In case anyone is curious, here's the abstract I submitted last week for hopeful presentation at the southwest regional Christianity and Literature conference this October. The paper is already drafted (written originally for possible presentation at an earlier conference) but I'll revise it if the abstract is selected for this. Here goes.
Tell Me a Story: Redemptive History as the Overwhelming Narrative of Self and Sexuality
Human beings create community with narrative, and we do so because we were created in the image of a storyteller. We seek inspiration and self-exploration in various ecologies, but we finally resort to story for our own self definitions and group delineations, and those stories either resonate or conflict with the infinitely renewed nonlinear narrative of redemptive history God has been writing since before the foundations of the world. All our smallest narratives thus point us either toward or away from our creation and toward the communion we were designed to have with God himself. So we continually tell the story of how and why we came to be, especially regarding human sexuality.
In this paper, I suggest that we can only understand human sexuality when we order it according to God's overwhelming redemption story. Alice McDermott's Child of My Heart provides a good case study: the sexual fate of the novel's protagonist seems inevitable due to the wrong self-story she has adopted. Without any governing narrative of identity and purpose, without the order that God's redemptive narrative should provide her, Theresa loses herself in a false story of bodily autonomy that she, her parents, her neighbors, and her culture write easily and often about human sexuality. Theresa's wrong self-story, rooted in a wrong God-story, makes McDermott's novel a perfect example of the great stakes in the human narrative.

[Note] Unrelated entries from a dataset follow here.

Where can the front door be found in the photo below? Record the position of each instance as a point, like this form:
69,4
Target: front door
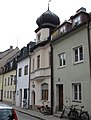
60,97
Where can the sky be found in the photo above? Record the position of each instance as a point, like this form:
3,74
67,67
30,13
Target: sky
18,18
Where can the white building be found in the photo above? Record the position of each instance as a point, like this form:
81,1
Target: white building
40,74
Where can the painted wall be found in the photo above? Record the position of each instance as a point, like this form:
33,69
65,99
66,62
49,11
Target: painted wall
22,82
72,73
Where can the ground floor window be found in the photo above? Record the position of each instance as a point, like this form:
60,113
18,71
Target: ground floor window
44,90
77,92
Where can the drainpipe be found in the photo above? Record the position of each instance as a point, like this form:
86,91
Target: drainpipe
89,44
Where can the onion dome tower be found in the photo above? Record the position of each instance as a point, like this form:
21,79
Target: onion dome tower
46,22
48,19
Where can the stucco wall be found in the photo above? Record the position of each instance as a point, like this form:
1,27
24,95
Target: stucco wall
73,72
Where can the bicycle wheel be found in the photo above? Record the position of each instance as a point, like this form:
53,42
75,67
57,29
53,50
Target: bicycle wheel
84,116
73,115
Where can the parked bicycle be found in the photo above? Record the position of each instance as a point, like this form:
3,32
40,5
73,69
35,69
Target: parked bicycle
45,109
66,111
25,104
78,114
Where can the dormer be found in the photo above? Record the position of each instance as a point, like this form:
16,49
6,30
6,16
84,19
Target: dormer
80,17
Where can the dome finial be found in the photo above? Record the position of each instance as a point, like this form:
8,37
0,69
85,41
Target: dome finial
48,4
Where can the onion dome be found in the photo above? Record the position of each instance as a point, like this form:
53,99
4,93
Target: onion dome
48,18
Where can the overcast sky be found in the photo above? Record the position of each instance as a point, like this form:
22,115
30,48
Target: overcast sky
18,18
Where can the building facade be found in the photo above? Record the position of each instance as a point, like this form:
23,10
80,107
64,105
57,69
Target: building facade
40,73
71,62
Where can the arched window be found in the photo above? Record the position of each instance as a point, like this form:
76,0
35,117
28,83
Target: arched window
44,91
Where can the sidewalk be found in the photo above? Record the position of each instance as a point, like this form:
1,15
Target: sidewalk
36,114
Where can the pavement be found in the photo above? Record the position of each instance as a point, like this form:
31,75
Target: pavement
36,114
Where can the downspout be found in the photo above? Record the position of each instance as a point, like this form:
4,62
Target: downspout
89,45
29,82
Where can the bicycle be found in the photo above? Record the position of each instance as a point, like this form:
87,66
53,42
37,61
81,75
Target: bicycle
78,114
45,109
25,104
66,111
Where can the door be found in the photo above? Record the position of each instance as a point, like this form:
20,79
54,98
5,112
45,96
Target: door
60,97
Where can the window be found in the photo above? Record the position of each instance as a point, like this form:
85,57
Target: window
39,35
77,95
62,59
49,58
26,70
10,94
4,94
76,21
38,61
44,90
20,70
11,64
62,30
33,64
11,80
8,80
78,54
7,94
5,81
25,93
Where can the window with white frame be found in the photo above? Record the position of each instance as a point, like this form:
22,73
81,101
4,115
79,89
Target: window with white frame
20,72
5,81
26,70
4,94
62,59
62,30
33,64
77,92
8,80
7,94
44,90
78,54
10,94
38,37
38,61
77,21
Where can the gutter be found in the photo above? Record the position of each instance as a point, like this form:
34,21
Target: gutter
89,45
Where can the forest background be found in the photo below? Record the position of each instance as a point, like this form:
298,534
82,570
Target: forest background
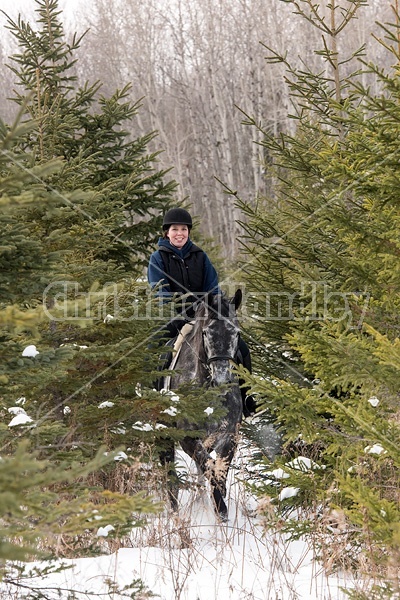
288,150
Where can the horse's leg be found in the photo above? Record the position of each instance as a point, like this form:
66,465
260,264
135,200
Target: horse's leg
225,454
209,467
167,458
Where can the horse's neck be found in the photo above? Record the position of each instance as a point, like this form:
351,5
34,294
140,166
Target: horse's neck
192,357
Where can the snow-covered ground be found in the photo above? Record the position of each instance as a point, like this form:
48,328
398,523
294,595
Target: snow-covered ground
194,557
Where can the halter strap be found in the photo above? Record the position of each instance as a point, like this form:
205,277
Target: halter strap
221,357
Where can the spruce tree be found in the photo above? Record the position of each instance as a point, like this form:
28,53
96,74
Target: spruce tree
80,202
324,252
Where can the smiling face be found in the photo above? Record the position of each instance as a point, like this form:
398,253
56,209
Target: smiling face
178,235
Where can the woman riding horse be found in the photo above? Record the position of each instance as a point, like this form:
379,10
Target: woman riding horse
181,267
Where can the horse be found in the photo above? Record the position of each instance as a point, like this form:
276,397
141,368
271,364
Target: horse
205,359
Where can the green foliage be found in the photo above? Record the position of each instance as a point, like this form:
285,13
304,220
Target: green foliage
323,286
80,201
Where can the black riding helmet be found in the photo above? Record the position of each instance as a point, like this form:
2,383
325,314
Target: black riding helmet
177,216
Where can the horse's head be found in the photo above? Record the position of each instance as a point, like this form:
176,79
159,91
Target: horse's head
220,333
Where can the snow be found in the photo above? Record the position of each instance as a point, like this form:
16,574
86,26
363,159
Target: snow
120,456
374,401
104,531
375,449
172,411
106,404
20,419
288,492
30,351
196,557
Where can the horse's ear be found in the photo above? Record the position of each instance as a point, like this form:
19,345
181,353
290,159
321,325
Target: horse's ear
237,298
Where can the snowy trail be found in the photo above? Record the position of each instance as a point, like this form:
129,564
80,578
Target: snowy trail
194,557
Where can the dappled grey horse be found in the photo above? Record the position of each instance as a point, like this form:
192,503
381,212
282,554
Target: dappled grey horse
205,359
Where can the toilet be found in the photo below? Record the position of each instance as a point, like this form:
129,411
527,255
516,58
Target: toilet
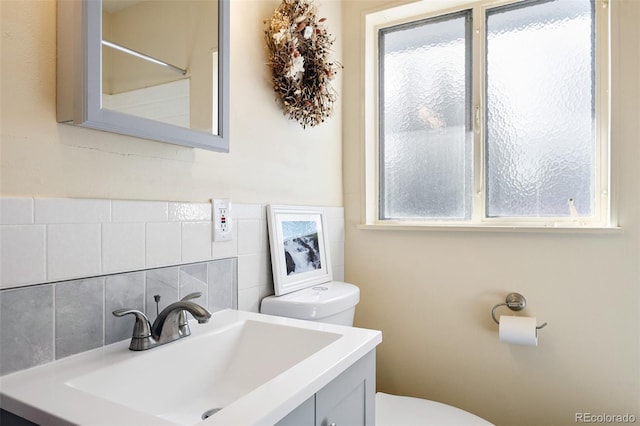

Indeed, we do violence to ourselves and to all human beings when we avoid or ignore our most essential story, the one that the sovereign God wrote us into and for, when we get the story about human sexuality wrong. Thus, writers of fiction, poetry, nonfiction, and sermons must continue investigating deliberately and complexly the story of human sexuality, which is only ordered rightly by God's all-consuming redemptive narrative. After all, we humans will tell stories, so we might as well tell the right one: human sexuality and indeed human beings themselves depend on it.